Personnalité, fonction : JUPPE Alain.

FRANCE. Ministre d'Etat, ministre des affaires étrangères et européennes

ti : Q - Sous-estime-t-on la gravité et l’enjeu de la crise que traverse l’Europe ?

R - Tout le monde est conscient que la crise est extrêmement grave et qu’elle peut remettre en question tout ce que nous avons construit, non seulement depuis une vingtaine d’années - l’adoption du Traité de Maastricht -, mais aussi depuis la fondation de la Communauté européenne. C’est une crise existentielle pour l’Europe: il faut mobiliser toutes nos énergies pour la surmonter. Mais la crise peut aussi être une chance pour notre Europe, qui commençait à dériver sérieusement, et pour la France - il est temps d’en finir avec de mauvaises habitudes dans la gestion de nos finances. Je crois que les Français le comprennent et qu’ils savent qu’il y a un chemin et un pilote.

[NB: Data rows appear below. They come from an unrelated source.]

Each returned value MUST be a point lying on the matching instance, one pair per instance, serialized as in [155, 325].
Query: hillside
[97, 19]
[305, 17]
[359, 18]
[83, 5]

Q - Parmi les scénarios moins optimistes, y a-t-il celui d’une explosion de la zone euro ou d’un blocage complet ?

R - L’explosion de la zone euro serait celle de l’Union européenne elle-même. Dans cette hypothèse-là, tout devient possible. Même le pire. Nous nous sommes flattés pendant des décennies d’avoir éradiqué tout danger de conflit à l’intérieur de notre continent, mais ne soyons pas trop sûrs de nous. La montée du populisme, des nationalismes, des extrémismes en Europe rend la construction de l’Union européenne plus vitale que jamais. Une Europe qui nous protège et nous renforce dans la mondialisation. Cela mérite que nous nous engagions à fond: ce devrait être un des grands débats de la présidentielle.

Q - Qu’est-ce que la «fédération européenne» que vous appelez de vos vœux ?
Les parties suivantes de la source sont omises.